Linear Programming: How a 70-Year-Old Algorithm Powers Modern Operations

The optimization problem behind everything
Every day, somewhere in the world, an airline figures out how to route 6,000 flights with 4,000 crew members while respecting union rules and minimizing fuel burn. A refinery decides how to blend twelve crude streams into eight finished products to maximize margin. A meat plant works out which cuts to make from today's carcasses to fill the order book at the highest profit.
These problems all look different on the surface. Underneath, they're the same shape: choose values for many decision variables, satisfy a long list of constraints, and make a target as good as possible. That shape has a name — linear programming — and an algorithm has been quietly solving it since 1947.
What "linear" actually means
An LP has three ingredients:
- Decision variables — what you're choosing (lb of Ribeye to fabricate, gallons to ship, hours to schedule)
- Constraints — what you can't violate (capacity, demand, yield ratios, freshness windows)
- An objective — what you're maximizing or minimizing (margin, cost, time)
"Linear" means the relationships are first-degree: 1 lb of carcass yields 0.6 lb of trim, period — no x², no curves, no exponentials. That's a real restriction, but it's also why LP is so fast. The math has a clean geometric interpretation: the feasible region is a many-sided polytope, and the optimum is always at a corner of it.
A toy example
Suppose you can make two products, A and B. Each unit of A takes 2 hours of labor and earns $30 margin. Each unit of B takes 3 hours and earns $50. You have 60 hours of labor available. How many of each should you make?
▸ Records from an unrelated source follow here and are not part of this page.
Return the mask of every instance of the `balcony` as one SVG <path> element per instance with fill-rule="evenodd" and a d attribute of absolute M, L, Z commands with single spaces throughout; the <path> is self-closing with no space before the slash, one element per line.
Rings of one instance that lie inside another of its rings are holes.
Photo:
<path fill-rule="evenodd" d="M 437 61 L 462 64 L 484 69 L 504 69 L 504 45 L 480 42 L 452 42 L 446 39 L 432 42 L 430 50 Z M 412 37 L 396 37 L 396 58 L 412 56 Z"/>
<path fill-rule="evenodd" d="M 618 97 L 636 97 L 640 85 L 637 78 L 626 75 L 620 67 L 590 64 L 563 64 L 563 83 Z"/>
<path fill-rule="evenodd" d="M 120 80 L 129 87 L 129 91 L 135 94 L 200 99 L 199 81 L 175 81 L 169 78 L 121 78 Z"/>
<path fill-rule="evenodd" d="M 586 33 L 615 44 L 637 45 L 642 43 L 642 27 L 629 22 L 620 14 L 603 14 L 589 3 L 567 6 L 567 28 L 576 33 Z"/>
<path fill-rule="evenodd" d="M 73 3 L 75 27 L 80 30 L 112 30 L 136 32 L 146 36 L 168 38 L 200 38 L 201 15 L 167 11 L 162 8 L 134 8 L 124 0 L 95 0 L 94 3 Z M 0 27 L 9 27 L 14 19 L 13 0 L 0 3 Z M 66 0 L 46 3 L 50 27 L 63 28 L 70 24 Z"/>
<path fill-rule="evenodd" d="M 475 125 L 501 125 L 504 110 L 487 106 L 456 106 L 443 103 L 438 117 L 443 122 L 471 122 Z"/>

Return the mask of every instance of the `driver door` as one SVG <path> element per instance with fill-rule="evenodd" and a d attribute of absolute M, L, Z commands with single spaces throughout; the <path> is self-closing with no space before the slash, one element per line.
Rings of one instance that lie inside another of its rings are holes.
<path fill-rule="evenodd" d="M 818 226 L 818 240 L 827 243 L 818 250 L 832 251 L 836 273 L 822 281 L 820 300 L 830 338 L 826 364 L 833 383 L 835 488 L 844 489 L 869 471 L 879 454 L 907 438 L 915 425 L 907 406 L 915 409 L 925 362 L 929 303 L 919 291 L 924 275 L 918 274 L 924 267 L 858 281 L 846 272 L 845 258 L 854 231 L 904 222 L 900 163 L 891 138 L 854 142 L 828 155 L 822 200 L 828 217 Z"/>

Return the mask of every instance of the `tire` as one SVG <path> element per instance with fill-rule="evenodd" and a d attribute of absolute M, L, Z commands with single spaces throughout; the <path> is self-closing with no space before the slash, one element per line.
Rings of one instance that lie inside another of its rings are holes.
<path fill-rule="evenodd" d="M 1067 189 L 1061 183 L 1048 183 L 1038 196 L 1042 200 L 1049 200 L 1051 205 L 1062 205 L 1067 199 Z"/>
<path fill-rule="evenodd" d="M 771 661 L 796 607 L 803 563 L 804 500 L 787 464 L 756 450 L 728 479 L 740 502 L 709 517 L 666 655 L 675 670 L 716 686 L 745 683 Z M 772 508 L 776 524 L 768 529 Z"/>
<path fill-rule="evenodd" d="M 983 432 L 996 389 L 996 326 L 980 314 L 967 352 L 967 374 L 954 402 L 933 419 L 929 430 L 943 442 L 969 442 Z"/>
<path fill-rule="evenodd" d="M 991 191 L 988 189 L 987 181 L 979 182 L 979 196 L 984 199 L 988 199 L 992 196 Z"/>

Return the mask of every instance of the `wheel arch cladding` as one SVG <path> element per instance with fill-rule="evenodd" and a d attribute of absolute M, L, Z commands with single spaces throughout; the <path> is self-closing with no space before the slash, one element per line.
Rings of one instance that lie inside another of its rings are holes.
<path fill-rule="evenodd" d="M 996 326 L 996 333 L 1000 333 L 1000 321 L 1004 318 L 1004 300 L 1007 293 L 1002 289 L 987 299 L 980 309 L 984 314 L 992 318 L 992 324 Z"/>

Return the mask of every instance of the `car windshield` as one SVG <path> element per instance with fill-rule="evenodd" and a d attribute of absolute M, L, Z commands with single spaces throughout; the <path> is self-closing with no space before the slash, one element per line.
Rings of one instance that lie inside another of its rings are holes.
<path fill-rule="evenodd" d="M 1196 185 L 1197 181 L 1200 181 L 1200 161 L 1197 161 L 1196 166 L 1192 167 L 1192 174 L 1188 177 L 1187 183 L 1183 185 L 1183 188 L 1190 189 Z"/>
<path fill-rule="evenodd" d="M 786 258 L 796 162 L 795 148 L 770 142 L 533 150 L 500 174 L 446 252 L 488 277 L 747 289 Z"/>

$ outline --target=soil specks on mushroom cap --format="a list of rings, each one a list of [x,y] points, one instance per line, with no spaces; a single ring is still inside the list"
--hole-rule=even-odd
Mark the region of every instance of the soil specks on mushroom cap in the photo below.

Try it by hand: 30 of A gives $900. 20 of B gives $1,000. Mix 15 of A with 10 of B and you've used 60 hours for $950. There's a best answer, and brute force will find it — eventually.
An LP solver finds it instantly. With two variables you barely notice. With six thousand variables and five hundred constraints — which is what a real production plan looks like — brute force takes longer than the heat death of the universe. LP takes 87 milliseconds.
Why it scales
George Dantzig invented the simplex method in 1947. It walks from corner to corner of the feasible region, always moving toward a better objective value, until no neighboring corner is better. In the worst case it's exponential, but in practice it's blindingly fast — most real problems solve in a handful of iterations.
Since then, the field has added interior-point methods (which cut through the middle of the polytope instead of walking the edges) and dual algorithms (which solve a related problem that's sometimes easier). Modern solvers like HiGHS, Gurobi, and CPLEX pick the right method automatically and handle millions of variables on commodity hardware.
Where LP shows up
Most industries you can name use LP somewhere:
- Airlines — crew scheduling, gate assignment, fuel routing
- Refining and chemicals — blend optimization, capacity planning
- Logistics — vehicle routing, warehouse location
- Finance — portfolio rebalancing under constraint
- Energy — grid dispatch, unit commitment
- Telecoms — bandwidth allocation, network routing
- Food processing — fab planning, blend formulation, distribution
If a problem can be phrased as "choose quantities, respect limits, maximize value," LP probably has the answer.
Why production planning fits LP perfectly
Production problems are tailor-made for linear programming:
- Constraints are naturally linear. Yield ratios, shift capacities, drop limits, freshness windows — all linear relationships.
- Optimality matters. The difference between "good enough" and "best" is real money. Across hundreds of shifts a year, the gap compounds.
- Conditions change constantly. Orders come in, prices move, inventory shifts. The plan has to re-solve in seconds, not hours.
- Dual values are useful. LP doesn't just give you the answer — it tells you the marginal cost of every constraint. Where is your bottleneck? What's it worth to relax it? The dual variables answer both.
How MakeSheet uses it
MakeSheet's solver is HiGHS, an open-source LP/MIP solver built by Edinburgh. A typical MakeSheet model has 6,000+ decision variables (one per product × shift × facility) and 500+ constraints. It solves in under 100 milliseconds — fast enough to re-run every time an order changes or a sales rep clicks "Check Availability."
The result is a production plan that's provably optimal under today's conditions, recomputed in real time, with a clean handoff to the books on the other side. A 70-year-old algorithm doing 21st-century operations work.